Intravascular stents are primarily used to open and scaffold tubular passages or lumens such as blood vessels, biliary ducts and the esophagus. They usually consist of expandable lattice meshes that can deploy and hold endovascular grafts, arterial endoprosthesis and self-expanding heart valve implants.
An increasing demand for endovascular stents has lead to significant advancements in the field of analysis, modeling and design. Despite intense research on the subject, some challenges have not yet been fully addressed. For example, over a ten year period of expected lifespan, a stent may undergo nearly four hundred million load cycles, arising mainly from pulsating blood pressure and body movement. Such a cyclic loading drastically amplifies the effect of stress concentration, which may severely reduce the fatigue life of the stent and may eventually lead to fatigue failure.
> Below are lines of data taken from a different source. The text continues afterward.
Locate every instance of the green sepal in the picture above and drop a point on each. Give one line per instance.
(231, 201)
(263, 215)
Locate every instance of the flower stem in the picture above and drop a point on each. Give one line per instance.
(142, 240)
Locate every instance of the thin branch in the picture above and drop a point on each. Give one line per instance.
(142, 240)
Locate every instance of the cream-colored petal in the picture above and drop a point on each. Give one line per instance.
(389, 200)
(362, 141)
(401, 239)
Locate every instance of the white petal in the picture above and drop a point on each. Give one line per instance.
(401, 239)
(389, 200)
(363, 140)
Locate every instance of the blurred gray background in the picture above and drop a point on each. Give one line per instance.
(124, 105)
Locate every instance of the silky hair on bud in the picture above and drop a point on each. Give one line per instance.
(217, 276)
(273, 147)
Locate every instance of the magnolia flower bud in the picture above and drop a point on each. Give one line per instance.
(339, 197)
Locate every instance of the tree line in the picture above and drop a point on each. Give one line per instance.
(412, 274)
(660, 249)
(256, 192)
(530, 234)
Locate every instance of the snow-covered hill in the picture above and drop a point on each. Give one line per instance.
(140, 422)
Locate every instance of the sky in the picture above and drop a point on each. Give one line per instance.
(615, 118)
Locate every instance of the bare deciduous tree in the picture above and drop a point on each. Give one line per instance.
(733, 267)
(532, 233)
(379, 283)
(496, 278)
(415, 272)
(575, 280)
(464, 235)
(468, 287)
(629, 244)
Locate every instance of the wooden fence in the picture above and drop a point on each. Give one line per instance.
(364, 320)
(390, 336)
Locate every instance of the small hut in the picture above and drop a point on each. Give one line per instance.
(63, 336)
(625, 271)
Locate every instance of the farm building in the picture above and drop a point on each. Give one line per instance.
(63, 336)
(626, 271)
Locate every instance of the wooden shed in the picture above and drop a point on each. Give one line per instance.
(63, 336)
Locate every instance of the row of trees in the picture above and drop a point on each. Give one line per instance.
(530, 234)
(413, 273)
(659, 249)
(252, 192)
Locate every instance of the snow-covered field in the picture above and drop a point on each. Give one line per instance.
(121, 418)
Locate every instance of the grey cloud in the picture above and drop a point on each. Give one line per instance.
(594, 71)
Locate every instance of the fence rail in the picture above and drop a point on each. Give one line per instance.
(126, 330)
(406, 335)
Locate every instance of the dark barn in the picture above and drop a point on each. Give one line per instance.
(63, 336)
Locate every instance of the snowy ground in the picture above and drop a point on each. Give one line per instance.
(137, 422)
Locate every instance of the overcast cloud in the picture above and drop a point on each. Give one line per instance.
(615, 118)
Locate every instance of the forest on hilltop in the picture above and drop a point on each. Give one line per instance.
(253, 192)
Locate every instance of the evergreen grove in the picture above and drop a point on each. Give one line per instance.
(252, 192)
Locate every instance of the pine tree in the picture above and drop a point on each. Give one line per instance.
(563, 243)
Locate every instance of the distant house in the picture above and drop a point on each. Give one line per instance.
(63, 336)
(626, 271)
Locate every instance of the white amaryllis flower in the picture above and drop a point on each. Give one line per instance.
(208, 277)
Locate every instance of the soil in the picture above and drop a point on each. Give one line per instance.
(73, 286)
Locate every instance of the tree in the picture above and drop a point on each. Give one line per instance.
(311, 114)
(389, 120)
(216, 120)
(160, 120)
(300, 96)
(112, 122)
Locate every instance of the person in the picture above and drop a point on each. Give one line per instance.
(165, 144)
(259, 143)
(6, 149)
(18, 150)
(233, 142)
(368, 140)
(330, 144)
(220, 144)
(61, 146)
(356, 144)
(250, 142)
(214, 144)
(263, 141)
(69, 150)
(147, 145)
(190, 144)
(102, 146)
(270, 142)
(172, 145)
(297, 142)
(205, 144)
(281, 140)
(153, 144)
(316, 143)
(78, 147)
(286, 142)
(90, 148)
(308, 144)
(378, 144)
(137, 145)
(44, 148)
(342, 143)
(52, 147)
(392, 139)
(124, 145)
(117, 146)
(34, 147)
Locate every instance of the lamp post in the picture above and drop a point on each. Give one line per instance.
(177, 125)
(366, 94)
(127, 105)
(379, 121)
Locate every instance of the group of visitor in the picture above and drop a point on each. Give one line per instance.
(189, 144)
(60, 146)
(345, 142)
Peak stresses due to stress concentrations tend to occur in the lattice structures of known prior art stents, which lead to fatigue life issues and other undesirable characteristics. More particularly, lattices formed of closed cells having uneven shapes or curved boundaries having abrupt changes in geometry will tend to cause undesirable stress concentrations. Peak stresses due to stress concentration are also a crucial factor in the delamination of a polymer coating from an arched region of a lattice stent. This phenomenon has the potential to contribute to thrombus formation and can lead to in-stent restenosis and/or change of drug release rate for drug eluted stents.
Therefore, there is a need for an improved stent design.